ASSOCIUM Consultants is a strong proponent of knowledge sharing. Beyond this goal of knowledge sharing and encouraging client dialogue on topical issues within the HR spectrum we also think it’s important to give voice to dialogue at the [HR] function level.
Dialogue at this level serves many diagnostics purposes including an opportunity to challenge the status quo and push the learning curve on all things technical and/or procedural. It also allows HR professionals to re-calibrate/re-frame their approach to service delivery against the backdrop of changing business and legislative landscapes.
This month’s article by Michael Zroback, which reflects his personal opinion, combines both client and practitioner considerations. It touches on elements of language common to HR professionals in organizations across all sectors. Also, it discusses the impact of language (both implicit and explicit) on shaping workplace perceptions, interactions and policy formulation.
The article is a timely piece against the backdrop of Bills 168 and 132. If you are not familiar with these pieces of legislation, then hopefully this article will compel you to get a bit more curious. As always, we are just a knowledge sharing phone call away.
HR’s Violent Language
As HR Professionals, have we ever given much thought to the language we use to describe elements of our work? Many of us may have heard, if not used, such phrases as, “so & so was just fired”, or “so and so is a Headhunter.” Where do these terms come from? How does such violent language come to be used so casually in our everyday workplace? And how did we come to be so desensitized to their violent intent?
My contention is that they arose from an increasingly violent culture that has opposed/fought/declared war on anything it did not like. Our first reaction to something that we don’t like is to directly oppose it in some form. Strike it hard and often until it cries ‘uncle’. Remember the War on Drugs, the War on Poverty, and the War on Crime? In HR we have “the War for Talent”.
Violence has always been a part of existence. When transplanted to our modern world of business, Darwin’s concept of the ‘survival of the fittest’ seems to compel us to directly confront and try to overcome things we don’t like. As managers, many times our first reaction to a situation that is not to our satisfaction is to oppose it and impose our way to get our way. For example, when an employee misbehaves, underperforms, etc. we impose discipline. While this might get the employee to comply with our wishes, it very likely will not get him/her to buy into the reason for complying. Instead, this approach will more than likely evoke resentment, disengagement, or other unintended consequences on the employee’s part. Collective bargaining is another area of HR characterized by violent language. Both labour and management, say they are going to sit down to ‘hammer out an agreement’.
Organizations have tried to come to terms with the various forms of violence that can, and too often do occur. Their HR Departments write policies on harassment, violence, and discrimination. However, these policies do not inform employees about how to act, how to treat others or what the workplace should be like. They are all ‘anti-policies’ rather than positive policies that guide employees about what to do and how to act.
Although it is easy to make light of this viewpoint, I think it really needs to be taken seriously because of the way in which this mind-set affects our approach to various issues in HR, whether it be recruiting, employee relations, orientation, etc. Our mental models affect the way in which we view issues, which, in turn, affects the manner in which we deal with them.

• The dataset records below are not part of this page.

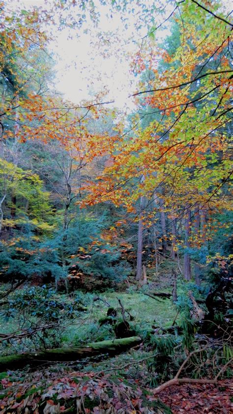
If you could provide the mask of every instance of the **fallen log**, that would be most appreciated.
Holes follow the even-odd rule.
[[[85,346],[60,348],[36,352],[0,357],[0,372],[19,369],[29,365],[33,367],[48,362],[77,361],[101,354],[115,355],[137,345],[142,342],[138,336],[102,341],[87,344]]]

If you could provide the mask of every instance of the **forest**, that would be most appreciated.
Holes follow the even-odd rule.
[[[1,413],[233,412],[230,2],[0,0]]]

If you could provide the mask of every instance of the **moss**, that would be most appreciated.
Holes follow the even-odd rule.
[[[106,317],[100,318],[99,319],[99,324],[100,326],[102,326],[105,324],[110,324],[111,325],[113,323],[113,318],[111,316],[106,316]]]
[[[3,380],[3,378],[5,378],[6,377],[8,377],[8,374],[7,372],[0,372],[0,381],[1,380]]]
[[[134,336],[123,339],[93,342],[87,344],[84,347],[56,348],[40,352],[2,356],[0,357],[0,370],[1,369],[2,371],[5,369],[17,369],[29,364],[36,366],[44,363],[45,360],[51,362],[73,361],[89,356],[95,356],[101,352],[104,353],[123,352],[127,348],[139,344],[141,341],[140,337]]]

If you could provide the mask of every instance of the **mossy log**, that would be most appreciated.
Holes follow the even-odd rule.
[[[50,362],[77,361],[101,354],[115,355],[138,345],[141,341],[139,337],[132,336],[93,342],[87,344],[84,347],[56,348],[1,356],[0,357],[0,372],[19,369],[27,365],[36,367]]]

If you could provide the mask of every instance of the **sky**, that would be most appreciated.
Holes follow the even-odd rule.
[[[47,4],[51,6],[53,1],[47,0]],[[98,3],[98,0],[95,0],[101,16],[97,29],[94,28],[87,13],[80,30],[64,28],[58,31],[54,28],[55,40],[50,43],[49,48],[56,61],[55,86],[65,99],[79,104],[83,100],[89,100],[93,95],[102,91],[106,94],[104,100],[115,101],[113,106],[126,110],[133,109],[133,100],[128,97],[136,89],[138,79],[130,72],[130,62],[132,56],[139,50],[142,38],[148,30],[145,24],[137,31],[135,26],[138,27],[142,5],[146,5],[149,8],[153,1],[135,0],[133,11],[126,21],[125,14],[116,11],[111,14],[109,6],[101,5]],[[171,13],[174,2],[154,1],[157,7],[153,12],[155,24],[158,26]],[[109,1],[107,0],[109,4]],[[223,0],[223,2],[229,9],[228,0]],[[77,3],[80,4],[79,0]],[[34,5],[42,8],[47,6],[46,0],[21,0],[20,2],[13,0],[13,4],[20,4],[21,8],[26,9]],[[162,16],[159,11],[163,9],[164,14]],[[74,15],[76,10],[80,11],[74,7]],[[163,26],[163,30],[156,31],[159,41],[169,34],[169,23]],[[101,38],[100,33],[103,32],[105,34]]]
[[[144,0],[143,2],[146,4],[146,1],[152,4],[151,0]],[[158,8],[161,8],[161,1],[158,0]],[[17,1],[13,2],[19,4]],[[124,21],[125,16],[117,12],[110,15],[109,7],[99,4],[101,17],[98,29],[93,27],[93,22],[86,14],[87,21],[80,31],[64,28],[55,33],[56,39],[49,46],[57,61],[55,85],[65,99],[79,104],[82,100],[90,100],[95,93],[105,91],[104,100],[114,100],[113,106],[122,109],[134,107],[133,100],[128,96],[135,91],[138,79],[130,73],[130,62],[132,56],[139,50],[142,38],[148,32],[147,27],[135,31],[141,11],[137,2],[135,0],[127,27]],[[170,2],[162,0],[163,2],[168,15],[172,10]],[[45,0],[20,1],[21,7],[27,9],[34,5],[46,6]],[[156,25],[164,19],[161,16],[158,17]],[[100,38],[101,32],[106,33],[105,40]],[[161,31],[161,38],[168,32],[168,30]],[[103,56],[103,51],[105,56]]]

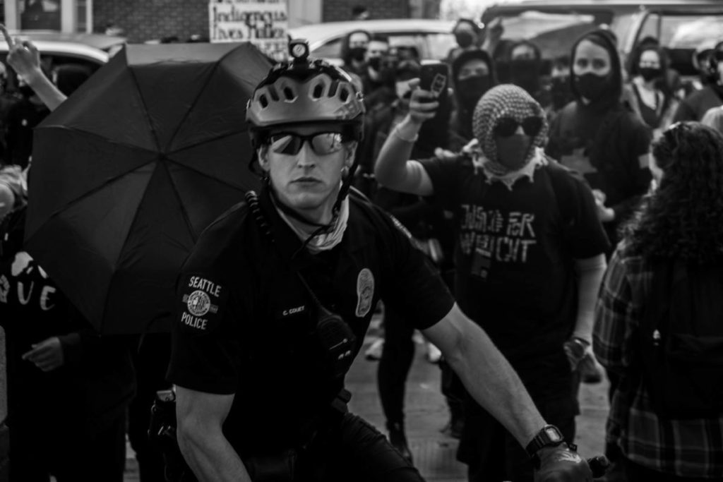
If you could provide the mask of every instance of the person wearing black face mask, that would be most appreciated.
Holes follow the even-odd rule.
[[[545,151],[584,176],[614,249],[619,226],[638,208],[650,186],[648,152],[652,132],[622,102],[623,68],[608,32],[596,30],[581,37],[573,46],[570,59],[570,87],[576,100],[553,119]],[[612,251],[607,254],[609,257]],[[582,369],[594,363],[591,353],[586,357],[590,361],[581,363]],[[602,379],[593,374],[584,370],[582,381]],[[615,374],[609,373],[608,377],[612,397],[619,380]],[[615,463],[620,460],[620,449],[609,444],[605,455]]]
[[[369,40],[364,53],[367,69],[362,77],[362,90],[367,111],[377,106],[393,101],[394,72],[389,56],[389,38],[375,35]]]
[[[709,82],[680,102],[673,122],[700,121],[708,111],[723,105],[723,68],[720,65],[723,65],[723,40],[716,44],[704,66]]]
[[[654,46],[640,48],[633,56],[632,78],[625,86],[623,98],[657,137],[672,123],[677,106],[675,98],[659,87],[667,70],[667,56]]]
[[[614,246],[617,227],[648,190],[652,132],[622,102],[623,69],[607,31],[583,35],[571,59],[576,100],[553,119],[546,151],[583,174],[595,190],[600,220]]]
[[[25,168],[33,153],[33,129],[50,111],[24,79],[18,77],[17,82],[20,99],[7,113],[6,158],[8,163]]]
[[[479,48],[482,29],[474,20],[469,18],[459,19],[452,29],[452,33],[454,34],[457,46],[453,47],[448,52],[445,61],[448,64],[452,64],[462,52]]]
[[[344,70],[359,77],[365,74],[365,56],[371,40],[372,35],[367,30],[354,30],[346,35],[341,54]]]
[[[450,120],[450,150],[456,152],[474,138],[472,114],[477,101],[497,85],[489,54],[483,50],[463,52],[452,63],[452,79],[456,106]]]

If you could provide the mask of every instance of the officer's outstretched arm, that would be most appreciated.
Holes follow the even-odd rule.
[[[517,374],[482,329],[455,304],[424,333],[442,350],[474,400],[526,448],[545,421]],[[543,447],[535,457],[535,482],[592,481],[587,462],[574,446]]]
[[[432,92],[417,88],[418,79],[412,80],[409,113],[389,133],[382,146],[375,164],[374,175],[377,181],[395,191],[408,192],[419,196],[435,194],[429,174],[416,160],[409,160],[411,148],[416,141],[422,123],[435,116],[435,109],[439,103],[423,102],[432,98]]]
[[[544,419],[487,333],[455,304],[424,334],[442,350],[474,400],[526,447],[545,425]]]
[[[244,462],[223,436],[223,421],[234,395],[220,395],[176,387],[178,442],[197,478],[251,482]]]

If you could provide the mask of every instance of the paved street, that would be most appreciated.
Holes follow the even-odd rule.
[[[415,464],[427,481],[463,482],[466,480],[466,466],[455,458],[457,441],[440,433],[447,423],[448,413],[439,391],[439,368],[426,361],[423,345],[416,347],[406,386],[407,435]],[[360,356],[347,376],[347,387],[353,394],[351,410],[383,429],[384,418],[377,395],[377,363]],[[607,390],[607,383],[582,386],[582,415],[578,418],[576,443],[584,457],[603,452]],[[130,447],[128,457],[125,481],[138,481]]]

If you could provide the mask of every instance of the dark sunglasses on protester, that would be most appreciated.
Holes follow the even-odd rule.
[[[539,117],[527,117],[522,122],[512,117],[502,117],[495,124],[493,132],[500,137],[509,137],[517,132],[517,128],[522,126],[525,135],[534,137],[539,134],[542,129],[542,119]]]
[[[304,142],[309,142],[315,152],[327,155],[341,150],[344,137],[339,132],[315,132],[305,136],[295,132],[279,132],[270,135],[268,139],[270,148],[277,154],[294,155],[301,150]]]

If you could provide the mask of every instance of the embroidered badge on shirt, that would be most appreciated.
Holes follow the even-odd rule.
[[[356,316],[364,318],[372,309],[374,298],[374,275],[369,268],[364,268],[356,277]]]
[[[205,333],[216,327],[221,319],[219,306],[223,306],[228,294],[226,288],[208,278],[190,275],[184,284],[181,298],[183,308],[180,322],[187,332]]]

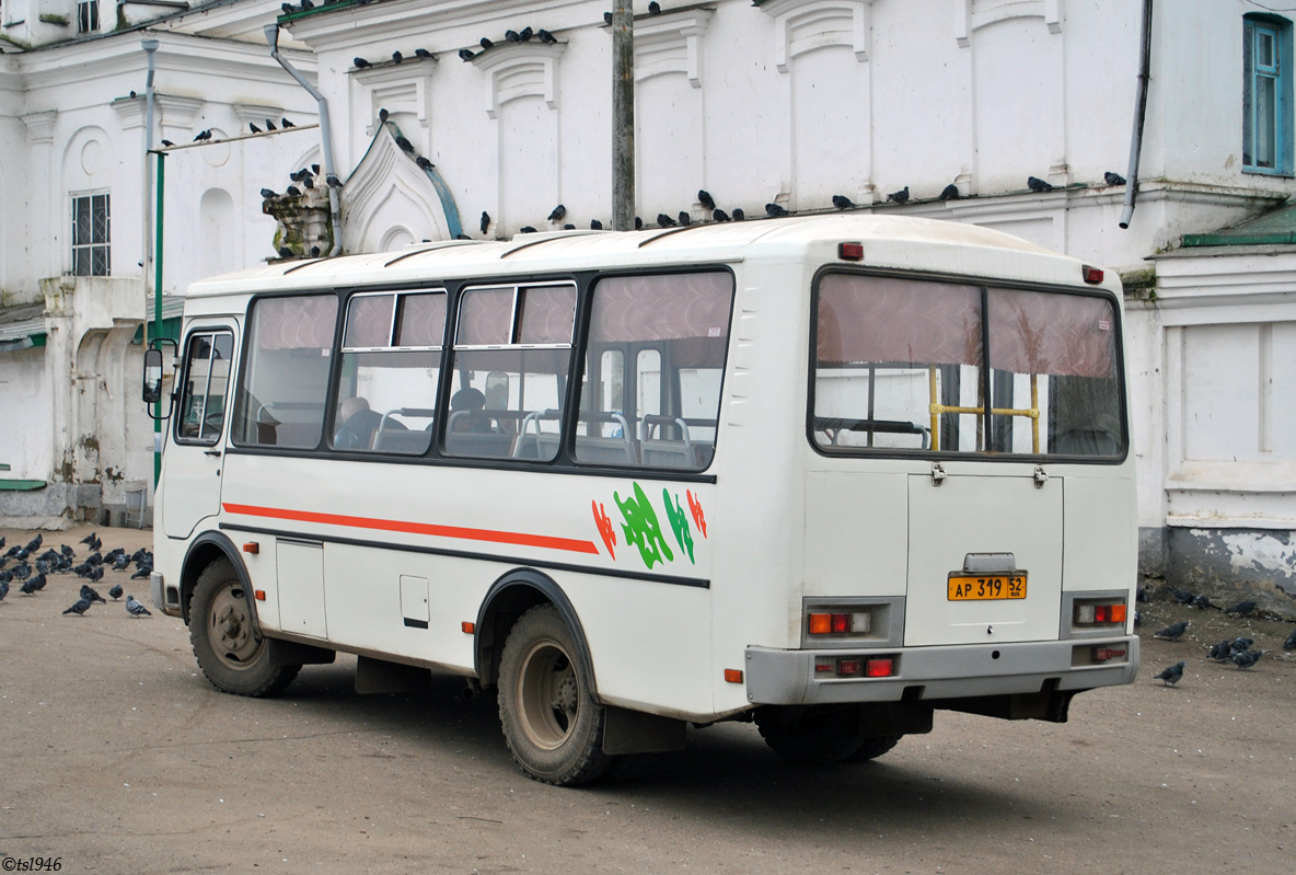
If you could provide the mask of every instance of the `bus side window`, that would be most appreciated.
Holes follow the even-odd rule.
[[[232,434],[240,446],[314,450],[324,432],[337,298],[259,298],[248,318],[246,367]]]
[[[588,464],[702,471],[715,451],[734,280],[662,274],[594,288],[575,459]],[[626,350],[597,358],[597,350]],[[613,377],[613,363],[622,372]],[[634,373],[625,368],[632,363]],[[619,382],[618,382],[619,381]],[[618,408],[609,410],[610,398]]]

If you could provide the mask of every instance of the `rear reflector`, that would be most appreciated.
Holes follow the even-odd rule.
[[[864,677],[867,678],[889,678],[893,674],[896,674],[896,660],[889,656],[868,660],[864,664]]]

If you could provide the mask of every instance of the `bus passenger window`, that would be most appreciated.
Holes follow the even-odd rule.
[[[715,452],[734,280],[609,277],[594,288],[575,459],[702,471]]]
[[[324,432],[337,298],[258,298],[248,318],[232,436],[240,446],[312,450]]]
[[[189,336],[176,439],[210,445],[220,438],[233,347],[235,338],[228,331],[194,332]]]
[[[464,292],[446,455],[533,461],[557,456],[574,323],[570,283]]]
[[[334,450],[421,455],[432,445],[446,293],[351,297],[342,333]]]

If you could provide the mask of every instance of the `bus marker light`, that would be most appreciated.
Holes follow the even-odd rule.
[[[896,674],[896,660],[892,657],[872,659],[864,662],[866,678],[889,678]]]

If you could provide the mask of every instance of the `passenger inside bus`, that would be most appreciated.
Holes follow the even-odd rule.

What is needed in HR is a mental model that will lead to issues being dealt with in a more civil manner; a model that will enable managers to understand the employees and their behaviour; a model that will enable managers to prevent non-productive behaviour and enable them to deal with any transgressions of reasonable workplace rules in a civil manner that will, more often than not, result in willing compliance. That is the challenge for HR in the coming years.